Workers live in a dorm with seven strangers, performing the same task six days a week.
Suicide deaths
But the gulf between the beauty of the products Foxconn makes and the conditions it takes to make them were exposed quite brutally when a spate of deaths hit the firm.
Thirteen Chinese employees committed suicide at Foxconn or related plants in 2010, shining a spotlight on working conditions in China and drawing attention to growing labour strikes.
In the same year, Foxconn had to shut down a factory in India temporarily when 250 workers fell sick. And in May 2011, two people were killed after an explosion at a Foxconn plant in Chengdu.
Foxconn said its working conditions were not responsible for the death, and was initially dismissive of the suicides.
But it soon responded to the worldwide media attention by raising wages, shortened working hours and installed counsellors on site. It also installed suicide nets to factory living-quarters at its Shenzhen factory.
And Apple sent independent inspectors from the US Fair Labor Association to audit their facilities, who found "significant issues" among working practices there.
Apple said it "fully accepted" the report's conclusions.
Despite being a lightning rod for criticism, Foxconn is regarded as one of China's better employers by many Chinese labour rights groups, paying workers on time and for all the overtime.
The starting salary at its Shenzhen plant - which employs the bulk of its workers - is 1,800 yuan, compared with a minimum wage of 1,500 yuan in the city.
The monthly wage increases to 2,200 yuan after a probation period, and more if overtime is included.
Because of its high-profile link with Apple, the company has come in for greater scrutiny than many others who are in similar export-oriented industries.

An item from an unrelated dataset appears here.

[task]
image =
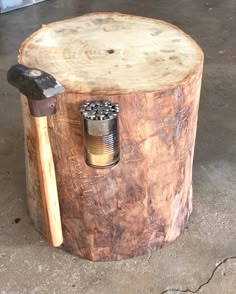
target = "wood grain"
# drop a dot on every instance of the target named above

In 2011, Hon Hai's shares fell 22%. That is on top of its 13% drop from the year before.
But its shares are up 27% this year, partially boosted by demand for Apple's latest phone.
To cope with rising wages, Foxconn is moving production to China's inland provinces amid double-digit increases in wages in the coastal provinces known as the Pearl River Delta.
Will this and its new worker safety measures address the issues behind the continuing worker unrest? Only time with tell.